Bien que quelqu’un ait entreprît de le soigner entre temps, elle continuait de lui infliger des élancements douloureux chaque fois qu’il respirait. Mais sa souffrance fût le cadet de ses soucis quand il aperçût la personne qui avait assisté à son réveil et qui était sûrement celle qu’il devait remercier pour les soins qu’il avait reçus.

« Tu es enfin réveillé ? »

Le détective se rapprocha de la jeune femme qui s’était adressé à lui, avant de poser les mains sur les barreaux qui le séparaient d’elle. Bien que l’espace entre eux fût suffisant pour qu’il puisse y passer la tête, la distance à laquelle était placé la chaise sur laquelle son interlocutrice était installée était trop grande pour qu’il ait seulement une chance de l’effleurer.

« Est-ce que tu te souviens de ce qui s’est passé ? Est-ce que tu sais pourquoi tu es ici ? »

Devant le silence de celui qui la regardait, la jeune femme repoussa une mèche de ses cheveux auburn en soupirant.

« Est-ce qu’au moins tu me reconnaît ? Est-ce que tu te rappelles au moins de mon nom ? »

« Shiho… »

Les lèvres de la jeune femme se plissèrent en un sourire sarcastique tandis que le prisonnier s’adressait à elle.

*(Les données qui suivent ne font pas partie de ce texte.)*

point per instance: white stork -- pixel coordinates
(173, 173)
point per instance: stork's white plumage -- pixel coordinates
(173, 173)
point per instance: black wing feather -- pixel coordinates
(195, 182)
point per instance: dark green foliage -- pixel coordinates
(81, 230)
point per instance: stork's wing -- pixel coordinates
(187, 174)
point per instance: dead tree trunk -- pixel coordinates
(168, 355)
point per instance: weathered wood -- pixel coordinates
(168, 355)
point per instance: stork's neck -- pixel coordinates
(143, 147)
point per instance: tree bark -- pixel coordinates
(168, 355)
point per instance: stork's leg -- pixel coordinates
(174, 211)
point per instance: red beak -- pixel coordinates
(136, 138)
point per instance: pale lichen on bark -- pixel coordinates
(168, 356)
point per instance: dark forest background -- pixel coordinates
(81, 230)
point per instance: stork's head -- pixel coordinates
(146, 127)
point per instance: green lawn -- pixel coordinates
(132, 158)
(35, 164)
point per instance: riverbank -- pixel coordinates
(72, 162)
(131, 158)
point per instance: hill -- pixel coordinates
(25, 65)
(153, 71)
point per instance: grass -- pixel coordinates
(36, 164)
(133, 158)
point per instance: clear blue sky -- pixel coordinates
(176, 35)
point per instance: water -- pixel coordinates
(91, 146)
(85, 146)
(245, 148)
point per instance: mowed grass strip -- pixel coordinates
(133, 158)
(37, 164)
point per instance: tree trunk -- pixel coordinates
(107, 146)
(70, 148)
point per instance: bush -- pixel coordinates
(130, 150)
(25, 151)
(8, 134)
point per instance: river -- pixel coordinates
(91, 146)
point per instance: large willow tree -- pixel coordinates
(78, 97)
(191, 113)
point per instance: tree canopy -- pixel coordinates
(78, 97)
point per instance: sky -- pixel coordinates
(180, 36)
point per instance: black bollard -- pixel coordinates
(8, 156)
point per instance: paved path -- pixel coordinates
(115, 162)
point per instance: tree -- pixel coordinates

« Tu te souviens encore de ton épouse…Donc la situation n’est pas aussi désespérée que je l’avais craint…. »

« Shiho… Où sommes-nous ? »

« Nous ne sommes pas en prison si c’est cela qui te fait peur… Je ne suis quand même pas sans cœur au point d’envoyer mon cher et tendre époux derrière les barreaux…Enfin pas derrière des barreaux dont je ne possède pas la clé en tout cas… »

« Pourquoi est ce que.. ? »

« Contrairement à l’idiot de détective avec qui je partage ma vie, je ne me sens pas obligée de dénoncer à la police un criminel quand je l’aie découvert… Tu restes celui que j’aime malgré ce que tu as essayé de faire à notre enfant… »

Shinichi écarquilla les yeux au fur et à mesure que la signification des paroles qu’il venait d’entendre pénétrait dans son esprit.

« Ce que j’ai fait…a notre fille ? »

« Tu ne te souviens vraiment pas de ce qui s’est passé ? »

Oh que si, il s’en souvenait fort bien, à son plus grand malheur…Comment aurait-il pu oublier ce qui s’était passé cette nuit là ?

Lisant la réponse à sa question dans le regard de son époux, Shiho garda le silence en le fixant avec une expression mélancolique.

« Est-ce qu’elle va bien ? »

La jeune femme acquiesça sans dire un mot.

« Est-ce que tu peut me laisser sortir ? Je dois la voir pour en être sûr… »

« C’est hors de question…Tu ne quitteras pas cette pièce tant que je ne me serais pas assurée que tu n’essaieras pas de lui faire du mal de nouveau. »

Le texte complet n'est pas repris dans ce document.